Kitim (nella foto), cittadino gambiano di 25 anni (è l'età indicata nel comunicato, un anno in più di quanto si era saputo fino ad ora), era residente a Palermo dal 2016. Qui, scrivono i connazionali, «ha costruito relazioni e la sua famiglia. Secondo quello che è stato raccontato alle associazioni e ai familiari, quello che è successo vicino a Porta Sant’Agata non è stato un incidente stradale, ma un atto di violenza con arma da taglio e un successivo tentativo di travolgerlo con l’auto». Sulle due fasi del delitto c'è ancora un mistero. Prima si è ipotizzato che il giovane sia stato investito dopo essere stato accoltellato, nel tentativo di fuggire. Poi che invece sia stata una sola persona prima a colpirlo con l'auto e poi ad accoltellarlo. Adesso la comunità di africani rilancia la prima ipotesi, al termine di una investigazione condotta sentendo alcune testimonianze. Ma l'investimento, secondo il documento, sarebbe stato volontario. Peraltro oggi si è appreso che la comunità avrebbe anche fornito alla polizia l'indicazione che il feritore sia un palermitano. Circostanza non citata in questo comunicato, sebbene i passaggi successivi accendano i riflettori sul tema del razzismo.

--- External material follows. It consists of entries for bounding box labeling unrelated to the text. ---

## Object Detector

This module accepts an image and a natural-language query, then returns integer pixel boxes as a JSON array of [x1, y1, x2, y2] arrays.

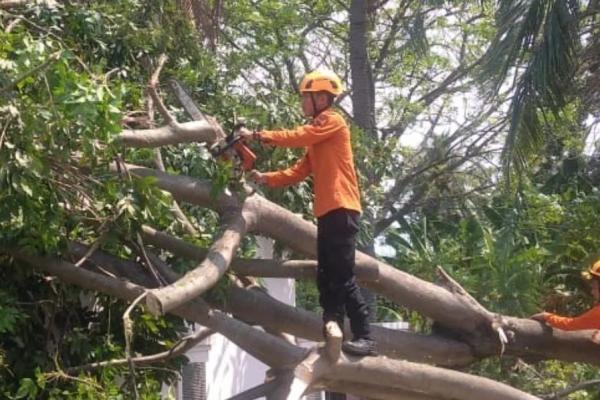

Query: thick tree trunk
[[350, 0, 377, 138], [108, 159, 600, 365]]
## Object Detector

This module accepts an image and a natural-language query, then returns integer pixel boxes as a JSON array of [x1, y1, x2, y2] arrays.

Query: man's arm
[[256, 115, 346, 147], [544, 306, 600, 331], [261, 153, 311, 187]]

Alle associazioni che hanno firmato il documento preme chiedere che la verità venga appurata dagli investigatori. «Rompiamo il silenzio - si legge nel comunicato - intorno alla morte di Kitim per rivendicare, con una voce forte e unita, che la verità su quello che è successo esca, che la polizia assicuri che le indagini sono in corso, che le riprese delle telecamere, che con certezza sappiamo essere presenti sul luogo, tra cui una telecamera a 360°, siano state acquisite, e che i risultati dell’autopsia vengano comunicati tempestivamente ai familiari».

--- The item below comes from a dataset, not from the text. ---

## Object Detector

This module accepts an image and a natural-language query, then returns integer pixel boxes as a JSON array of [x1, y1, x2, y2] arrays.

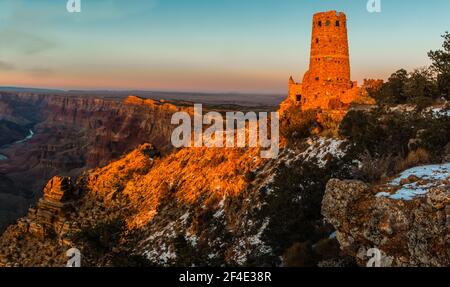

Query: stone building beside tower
[[280, 11, 372, 117]]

Parole forti di persone che credono nell'integrazione e amano Palermo. «Kitim - scrivono - è morto nella sua città, in un contesto e periodo scandito da diversi episodi di violenza razzista che le realtà territoriali denunciano da tempo. Le persone marginalizzate, e soprattutto quelle razzializzate, subiscono abusi e violenza fisica e verbale. Diciamo basta alla violenza e al razzismo. Non si possono ignorare i problemi vissuti da tante persone nei quartieri popolari di Palermo, fra cui Ballarò, ormai marcati da una totale mancanza di servizi statali». I firmatari del documento guardano oltre e dicono che si tratta di «una situazione grave ai danni delle persone, private dei documenti dalle politiche migratorie dei governi».

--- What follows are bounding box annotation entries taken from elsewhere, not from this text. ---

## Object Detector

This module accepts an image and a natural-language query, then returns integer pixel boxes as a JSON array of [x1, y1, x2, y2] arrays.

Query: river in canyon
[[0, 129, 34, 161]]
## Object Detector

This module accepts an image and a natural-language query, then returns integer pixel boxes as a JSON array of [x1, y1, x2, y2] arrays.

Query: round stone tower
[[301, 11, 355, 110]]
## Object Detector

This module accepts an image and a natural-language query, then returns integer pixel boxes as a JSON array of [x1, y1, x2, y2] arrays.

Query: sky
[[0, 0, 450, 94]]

Poi, spazio al cordoglio e all'annuncio di un sit-in. «Ci stringiamo intorno alla famiglia di Kitim, cui suo fratello, la sua compagna e i figli, che aspettano che lo Stato spieghi come questo giovane padre è stato vittima di un’aggressione così violenta, e facciano luce sulla sua morte. Chiediamo alle realtà territoriali e ai singoli individui di unirsi a noi, martedì 26 marzo, alle 16, in piazza Sant'Agata per chiedere verità e giustizia per Kitim. Si uniranno al presente comunicato tutte le realtà e associazioni cittadine che lo vorranno».